Living in a multigenerational household can strengthen the bond between family members. Everyone leans on each other for support, which helps to build trust and connection. Grandparents can be present as their grandchildren grow up, and middle-aged adults can spend quality time with their parents as they age. If you and your family have healthy communication and respect for one another, a multigenerational living arrangement can help you feel less lonely and more secure in your relationships.
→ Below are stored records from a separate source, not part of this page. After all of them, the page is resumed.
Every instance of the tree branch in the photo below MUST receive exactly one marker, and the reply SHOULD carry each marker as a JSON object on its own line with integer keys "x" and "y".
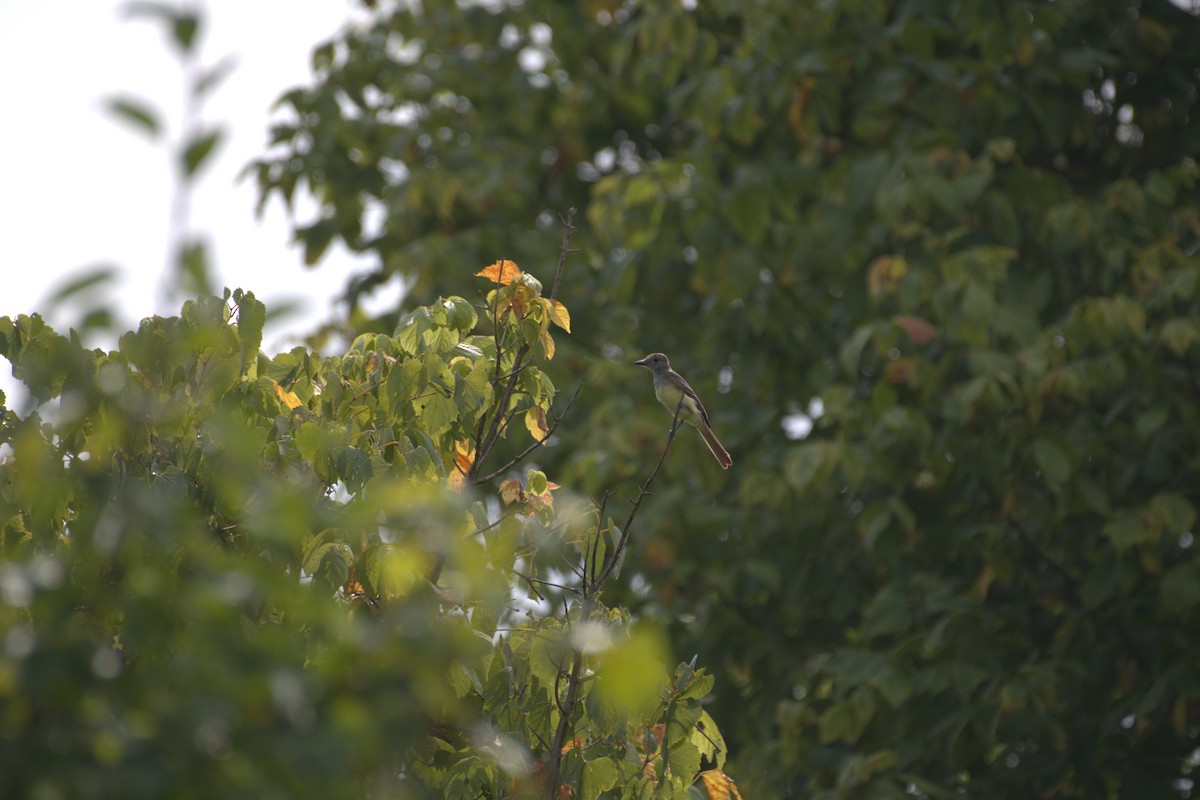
{"x": 538, "y": 443}
{"x": 611, "y": 561}
{"x": 568, "y": 232}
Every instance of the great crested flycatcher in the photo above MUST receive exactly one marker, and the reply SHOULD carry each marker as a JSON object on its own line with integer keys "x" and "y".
{"x": 670, "y": 388}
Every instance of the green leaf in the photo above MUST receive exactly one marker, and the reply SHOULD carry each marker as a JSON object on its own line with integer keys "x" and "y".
{"x": 473, "y": 392}
{"x": 599, "y": 775}
{"x": 137, "y": 114}
{"x": 683, "y": 762}
{"x": 251, "y": 318}
{"x": 1053, "y": 461}
{"x": 435, "y": 411}
{"x": 405, "y": 382}
{"x": 198, "y": 149}
{"x": 1180, "y": 589}
{"x": 708, "y": 740}
{"x": 810, "y": 461}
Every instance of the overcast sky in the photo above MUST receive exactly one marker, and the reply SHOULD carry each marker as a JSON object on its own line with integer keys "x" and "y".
{"x": 83, "y": 190}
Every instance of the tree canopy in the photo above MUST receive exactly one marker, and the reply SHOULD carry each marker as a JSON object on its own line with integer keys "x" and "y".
{"x": 934, "y": 270}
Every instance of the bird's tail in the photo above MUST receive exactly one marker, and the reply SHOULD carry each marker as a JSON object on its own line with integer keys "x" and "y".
{"x": 714, "y": 446}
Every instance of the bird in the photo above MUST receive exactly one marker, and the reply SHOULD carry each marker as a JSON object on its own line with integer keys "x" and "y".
{"x": 670, "y": 388}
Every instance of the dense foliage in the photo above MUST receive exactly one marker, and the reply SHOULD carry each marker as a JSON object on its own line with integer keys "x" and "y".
{"x": 959, "y": 238}
{"x": 237, "y": 576}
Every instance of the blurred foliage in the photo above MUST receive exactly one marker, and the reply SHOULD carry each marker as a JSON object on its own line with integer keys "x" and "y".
{"x": 960, "y": 240}
{"x": 231, "y": 575}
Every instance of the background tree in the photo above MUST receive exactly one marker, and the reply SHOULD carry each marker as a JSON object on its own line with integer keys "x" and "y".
{"x": 969, "y": 230}
{"x": 229, "y": 573}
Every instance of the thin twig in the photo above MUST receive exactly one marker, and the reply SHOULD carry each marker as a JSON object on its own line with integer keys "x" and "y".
{"x": 568, "y": 232}
{"x": 611, "y": 561}
{"x": 567, "y": 708}
{"x": 538, "y": 443}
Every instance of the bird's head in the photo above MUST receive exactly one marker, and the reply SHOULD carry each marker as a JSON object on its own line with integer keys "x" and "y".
{"x": 654, "y": 362}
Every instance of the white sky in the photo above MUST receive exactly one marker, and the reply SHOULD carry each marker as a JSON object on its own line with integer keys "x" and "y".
{"x": 81, "y": 188}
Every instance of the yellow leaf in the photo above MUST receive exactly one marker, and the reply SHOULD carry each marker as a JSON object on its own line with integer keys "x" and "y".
{"x": 719, "y": 786}
{"x": 502, "y": 272}
{"x": 286, "y": 397}
{"x": 799, "y": 101}
{"x": 535, "y": 423}
{"x": 463, "y": 455}
{"x": 559, "y": 316}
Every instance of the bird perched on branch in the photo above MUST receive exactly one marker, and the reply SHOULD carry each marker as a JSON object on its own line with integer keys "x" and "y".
{"x": 670, "y": 388}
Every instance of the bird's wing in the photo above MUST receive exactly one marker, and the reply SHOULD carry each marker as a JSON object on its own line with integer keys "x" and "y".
{"x": 689, "y": 391}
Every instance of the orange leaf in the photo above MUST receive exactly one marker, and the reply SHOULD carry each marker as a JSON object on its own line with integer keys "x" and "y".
{"x": 463, "y": 455}
{"x": 719, "y": 786}
{"x": 286, "y": 397}
{"x": 502, "y": 272}
{"x": 535, "y": 423}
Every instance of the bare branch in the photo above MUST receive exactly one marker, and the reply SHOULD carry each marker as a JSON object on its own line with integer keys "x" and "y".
{"x": 539, "y": 443}
{"x": 568, "y": 232}
{"x": 612, "y": 560}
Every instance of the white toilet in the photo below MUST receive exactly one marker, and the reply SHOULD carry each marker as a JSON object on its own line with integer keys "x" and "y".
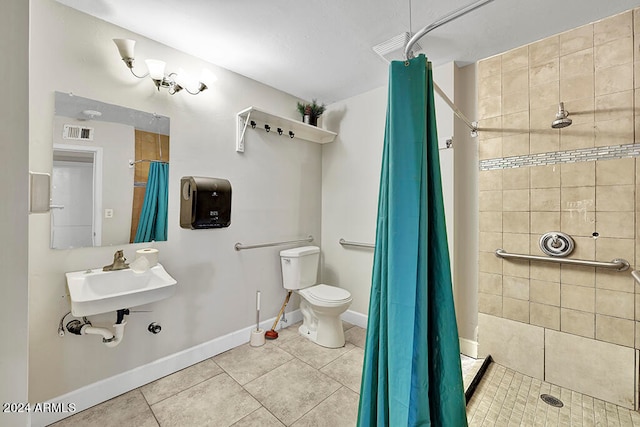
{"x": 321, "y": 305}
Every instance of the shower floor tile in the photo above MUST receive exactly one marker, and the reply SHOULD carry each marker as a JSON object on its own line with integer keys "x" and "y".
{"x": 508, "y": 398}
{"x": 258, "y": 386}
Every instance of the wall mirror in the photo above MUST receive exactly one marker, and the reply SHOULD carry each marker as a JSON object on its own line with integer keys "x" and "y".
{"x": 110, "y": 174}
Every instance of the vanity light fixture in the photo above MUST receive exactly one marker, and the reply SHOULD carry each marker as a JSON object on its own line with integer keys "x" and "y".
{"x": 173, "y": 82}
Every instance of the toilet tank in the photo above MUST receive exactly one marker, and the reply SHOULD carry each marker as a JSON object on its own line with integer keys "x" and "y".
{"x": 299, "y": 267}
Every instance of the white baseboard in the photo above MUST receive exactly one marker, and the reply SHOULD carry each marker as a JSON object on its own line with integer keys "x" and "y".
{"x": 101, "y": 391}
{"x": 469, "y": 348}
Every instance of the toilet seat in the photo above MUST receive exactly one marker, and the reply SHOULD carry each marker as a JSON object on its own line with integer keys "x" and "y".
{"x": 325, "y": 295}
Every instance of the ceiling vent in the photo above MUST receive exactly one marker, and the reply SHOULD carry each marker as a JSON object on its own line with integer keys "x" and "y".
{"x": 77, "y": 132}
{"x": 393, "y": 49}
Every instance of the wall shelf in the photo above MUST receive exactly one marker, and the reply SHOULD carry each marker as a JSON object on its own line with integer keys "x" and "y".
{"x": 288, "y": 126}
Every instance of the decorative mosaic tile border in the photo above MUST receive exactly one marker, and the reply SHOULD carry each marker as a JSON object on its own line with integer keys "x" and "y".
{"x": 570, "y": 156}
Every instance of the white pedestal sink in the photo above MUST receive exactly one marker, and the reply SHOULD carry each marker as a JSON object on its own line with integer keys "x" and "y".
{"x": 96, "y": 291}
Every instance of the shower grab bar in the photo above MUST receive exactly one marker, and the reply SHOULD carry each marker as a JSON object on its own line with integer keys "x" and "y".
{"x": 240, "y": 246}
{"x": 357, "y": 244}
{"x": 618, "y": 264}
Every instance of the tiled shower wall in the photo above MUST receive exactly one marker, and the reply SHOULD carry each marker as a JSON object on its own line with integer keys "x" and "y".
{"x": 582, "y": 180}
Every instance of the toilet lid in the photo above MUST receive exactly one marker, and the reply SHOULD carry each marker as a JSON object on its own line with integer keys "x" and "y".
{"x": 326, "y": 293}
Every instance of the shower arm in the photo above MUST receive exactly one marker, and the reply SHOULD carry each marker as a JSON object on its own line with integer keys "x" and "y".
{"x": 408, "y": 54}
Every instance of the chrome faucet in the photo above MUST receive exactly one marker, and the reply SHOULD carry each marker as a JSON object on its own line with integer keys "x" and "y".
{"x": 118, "y": 262}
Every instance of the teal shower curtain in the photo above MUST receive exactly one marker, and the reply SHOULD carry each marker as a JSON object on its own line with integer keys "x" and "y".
{"x": 411, "y": 374}
{"x": 153, "y": 218}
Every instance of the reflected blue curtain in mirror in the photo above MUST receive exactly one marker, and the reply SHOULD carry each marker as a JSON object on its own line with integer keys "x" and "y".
{"x": 411, "y": 374}
{"x": 153, "y": 218}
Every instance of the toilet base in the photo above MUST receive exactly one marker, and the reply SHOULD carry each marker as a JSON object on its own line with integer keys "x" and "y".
{"x": 328, "y": 333}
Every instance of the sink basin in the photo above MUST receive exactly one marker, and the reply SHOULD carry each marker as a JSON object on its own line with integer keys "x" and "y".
{"x": 96, "y": 291}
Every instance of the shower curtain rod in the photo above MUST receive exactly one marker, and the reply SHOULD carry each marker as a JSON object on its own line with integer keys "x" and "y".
{"x": 133, "y": 162}
{"x": 426, "y": 30}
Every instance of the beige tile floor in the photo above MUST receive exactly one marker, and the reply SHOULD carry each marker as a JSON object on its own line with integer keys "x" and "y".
{"x": 287, "y": 382}
{"x": 293, "y": 382}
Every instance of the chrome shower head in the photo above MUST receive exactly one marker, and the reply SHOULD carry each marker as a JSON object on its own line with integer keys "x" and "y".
{"x": 562, "y": 118}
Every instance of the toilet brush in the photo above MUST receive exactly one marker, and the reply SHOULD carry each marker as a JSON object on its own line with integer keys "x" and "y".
{"x": 257, "y": 336}
{"x": 272, "y": 334}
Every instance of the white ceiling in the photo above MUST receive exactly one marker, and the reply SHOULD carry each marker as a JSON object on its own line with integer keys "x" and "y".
{"x": 323, "y": 48}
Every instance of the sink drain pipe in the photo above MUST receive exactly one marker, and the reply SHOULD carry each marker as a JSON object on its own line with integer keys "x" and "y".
{"x": 109, "y": 338}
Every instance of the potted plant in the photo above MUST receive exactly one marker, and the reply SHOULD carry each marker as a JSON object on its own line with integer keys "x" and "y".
{"x": 311, "y": 112}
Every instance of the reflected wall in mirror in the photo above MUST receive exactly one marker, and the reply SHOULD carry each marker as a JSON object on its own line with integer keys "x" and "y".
{"x": 110, "y": 174}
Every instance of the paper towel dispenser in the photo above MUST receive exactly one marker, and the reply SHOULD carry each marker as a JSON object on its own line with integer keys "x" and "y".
{"x": 205, "y": 202}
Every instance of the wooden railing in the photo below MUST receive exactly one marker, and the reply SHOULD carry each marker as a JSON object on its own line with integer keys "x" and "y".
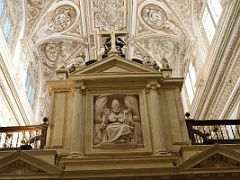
{"x": 23, "y": 137}
{"x": 214, "y": 131}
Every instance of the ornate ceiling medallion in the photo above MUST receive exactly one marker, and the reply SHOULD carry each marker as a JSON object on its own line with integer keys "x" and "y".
{"x": 62, "y": 18}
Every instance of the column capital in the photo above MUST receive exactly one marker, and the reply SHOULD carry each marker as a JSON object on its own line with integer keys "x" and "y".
{"x": 79, "y": 87}
{"x": 152, "y": 85}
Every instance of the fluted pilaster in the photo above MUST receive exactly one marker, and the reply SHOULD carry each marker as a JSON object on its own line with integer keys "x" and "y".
{"x": 77, "y": 123}
{"x": 157, "y": 124}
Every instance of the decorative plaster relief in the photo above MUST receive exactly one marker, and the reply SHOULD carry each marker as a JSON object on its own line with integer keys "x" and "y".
{"x": 109, "y": 12}
{"x": 161, "y": 48}
{"x": 156, "y": 18}
{"x": 34, "y": 9}
{"x": 117, "y": 120}
{"x": 62, "y": 18}
{"x": 56, "y": 53}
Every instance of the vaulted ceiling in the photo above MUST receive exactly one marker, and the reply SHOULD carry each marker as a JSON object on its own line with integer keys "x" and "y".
{"x": 65, "y": 32}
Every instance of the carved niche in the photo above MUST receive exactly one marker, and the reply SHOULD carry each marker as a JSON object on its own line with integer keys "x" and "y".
{"x": 117, "y": 121}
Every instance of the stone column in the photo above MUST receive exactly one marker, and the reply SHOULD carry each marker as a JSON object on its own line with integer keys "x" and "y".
{"x": 77, "y": 123}
{"x": 157, "y": 124}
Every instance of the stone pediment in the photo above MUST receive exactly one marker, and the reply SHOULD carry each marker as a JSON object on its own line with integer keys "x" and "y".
{"x": 21, "y": 163}
{"x": 217, "y": 156}
{"x": 115, "y": 65}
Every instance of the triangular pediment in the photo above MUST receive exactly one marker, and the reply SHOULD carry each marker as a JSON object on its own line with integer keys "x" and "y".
{"x": 21, "y": 163}
{"x": 115, "y": 64}
{"x": 218, "y": 156}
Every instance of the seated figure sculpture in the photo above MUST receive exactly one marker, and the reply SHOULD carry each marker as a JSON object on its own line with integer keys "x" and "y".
{"x": 115, "y": 126}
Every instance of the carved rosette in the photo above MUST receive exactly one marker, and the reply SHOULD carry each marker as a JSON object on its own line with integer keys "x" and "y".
{"x": 62, "y": 18}
{"x": 108, "y": 12}
{"x": 156, "y": 18}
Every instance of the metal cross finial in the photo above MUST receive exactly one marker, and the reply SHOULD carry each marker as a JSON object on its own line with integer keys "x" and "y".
{"x": 113, "y": 34}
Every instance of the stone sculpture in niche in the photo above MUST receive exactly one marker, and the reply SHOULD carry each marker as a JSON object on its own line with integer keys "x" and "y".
{"x": 117, "y": 120}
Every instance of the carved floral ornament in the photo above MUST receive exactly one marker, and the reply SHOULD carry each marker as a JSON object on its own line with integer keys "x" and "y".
{"x": 107, "y": 12}
{"x": 62, "y": 18}
{"x": 156, "y": 18}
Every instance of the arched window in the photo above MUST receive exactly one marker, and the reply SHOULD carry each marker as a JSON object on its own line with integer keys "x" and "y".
{"x": 190, "y": 82}
{"x": 210, "y": 17}
{"x": 7, "y": 28}
{"x": 1, "y": 8}
{"x": 29, "y": 85}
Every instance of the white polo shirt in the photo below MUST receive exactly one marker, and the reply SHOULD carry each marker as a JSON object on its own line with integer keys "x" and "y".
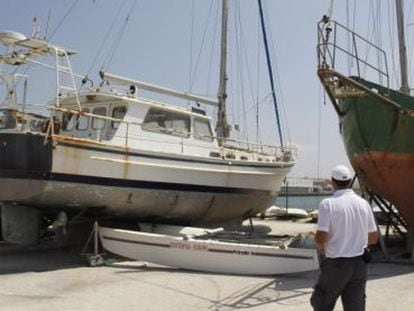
{"x": 348, "y": 219}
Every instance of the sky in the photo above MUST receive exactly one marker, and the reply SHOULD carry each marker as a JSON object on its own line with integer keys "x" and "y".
{"x": 174, "y": 43}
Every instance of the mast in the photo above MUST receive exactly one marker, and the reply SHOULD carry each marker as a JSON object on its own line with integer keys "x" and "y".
{"x": 270, "y": 70}
{"x": 402, "y": 47}
{"x": 222, "y": 127}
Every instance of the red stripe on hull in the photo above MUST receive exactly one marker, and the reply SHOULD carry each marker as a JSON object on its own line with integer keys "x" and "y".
{"x": 390, "y": 175}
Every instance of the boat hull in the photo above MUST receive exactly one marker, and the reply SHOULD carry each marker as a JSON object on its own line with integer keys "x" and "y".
{"x": 207, "y": 255}
{"x": 379, "y": 142}
{"x": 107, "y": 180}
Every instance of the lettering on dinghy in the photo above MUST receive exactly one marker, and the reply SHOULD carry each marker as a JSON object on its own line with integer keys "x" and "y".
{"x": 189, "y": 246}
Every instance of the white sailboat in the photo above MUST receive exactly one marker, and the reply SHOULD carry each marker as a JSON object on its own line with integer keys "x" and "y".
{"x": 108, "y": 151}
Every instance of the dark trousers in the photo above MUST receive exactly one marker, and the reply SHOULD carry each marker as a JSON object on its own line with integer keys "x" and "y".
{"x": 345, "y": 277}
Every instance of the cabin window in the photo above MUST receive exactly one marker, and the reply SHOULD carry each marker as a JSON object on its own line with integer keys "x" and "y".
{"x": 82, "y": 121}
{"x": 202, "y": 130}
{"x": 163, "y": 121}
{"x": 98, "y": 123}
{"x": 118, "y": 113}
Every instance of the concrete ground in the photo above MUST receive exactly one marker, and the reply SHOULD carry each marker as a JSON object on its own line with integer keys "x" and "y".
{"x": 59, "y": 279}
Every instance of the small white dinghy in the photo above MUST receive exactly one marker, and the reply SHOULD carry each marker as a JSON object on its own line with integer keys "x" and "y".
{"x": 211, "y": 250}
{"x": 292, "y": 213}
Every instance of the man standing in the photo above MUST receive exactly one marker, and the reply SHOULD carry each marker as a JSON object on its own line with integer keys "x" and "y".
{"x": 345, "y": 227}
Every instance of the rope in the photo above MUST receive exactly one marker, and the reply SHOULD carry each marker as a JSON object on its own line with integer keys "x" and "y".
{"x": 285, "y": 128}
{"x": 213, "y": 48}
{"x": 63, "y": 18}
{"x": 105, "y": 38}
{"x": 121, "y": 32}
{"x": 331, "y": 8}
{"x": 202, "y": 45}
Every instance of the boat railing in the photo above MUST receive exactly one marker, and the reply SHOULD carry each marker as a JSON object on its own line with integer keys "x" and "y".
{"x": 363, "y": 58}
{"x": 281, "y": 153}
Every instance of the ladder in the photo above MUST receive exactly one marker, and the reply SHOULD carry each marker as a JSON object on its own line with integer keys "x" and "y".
{"x": 65, "y": 79}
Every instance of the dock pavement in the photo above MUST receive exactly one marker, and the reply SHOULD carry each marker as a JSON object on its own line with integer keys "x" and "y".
{"x": 59, "y": 279}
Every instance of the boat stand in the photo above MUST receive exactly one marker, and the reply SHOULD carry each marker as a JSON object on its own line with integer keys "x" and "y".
{"x": 94, "y": 259}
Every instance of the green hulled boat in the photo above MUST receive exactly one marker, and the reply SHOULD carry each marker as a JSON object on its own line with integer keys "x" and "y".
{"x": 376, "y": 122}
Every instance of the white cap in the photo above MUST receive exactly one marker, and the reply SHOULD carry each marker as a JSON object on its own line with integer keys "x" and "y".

Tips for Living in a Multigenerational Household

Tips For Living In A Multigenerational Household

Multigenerational living offers so many benefits, but it also has its challenges. For instance, if one family member feels like they’re being taken advantage of, the arrangement can quickly turn sour. Spending too much time together without privacy can cause bickering and frustration, too. To have a successful multigenerational household, you have to make sure that everyone’s needs are being met. Here are three tips for maintaining a happy and healthy multigenerational home:

Create Separate Spaces

One of the advantages of multigenerational living is that families can spend time together, but it’s also important for everyone to have their own space. Ideally, a multigenerational home should have enough space that each generation feels like they can get away when they need privacy. In-law apartments and finished basements are great for multigenerational households. It can also be helpful for each generation to have their own kitchenette as sharing food and kitchen space can sometimes create tension.

Communicate Openly

Communication is the most vital skill families need in order to successfully live in a multigenerational home. It’s important that everyone agrees to a fair division of responsibilities and that everyone feels comfortable speaking up when something is bothering them. You could even create a written contract or list of house rules so that each family member’s boundaries are understood and respected.

Focus on Quality Time

Focus on Quality Time

You spend a lot of time with your family when living in a multigenerational household, but you should also make sure that you have meaningful quality time together. You could have weekly movie or game nights with the whole household, or you could plan recurring family outings. Eating dinner together can be a great way to enjoy each other’s company, too. Quality time will strengthen your relationships, encourage healthy communication, and allow you to fully reap the benefits of multigenerational living.

A multigenerational household may not be the perfect arrangement for all families, but it can be a great living situation when approached in the right way. Not only is a multigenerational home financially savvy, but it allows every generation to receive the care and support they need. When you and your family have a culture of trust and respect, multigenerational living can offer powerful benefits.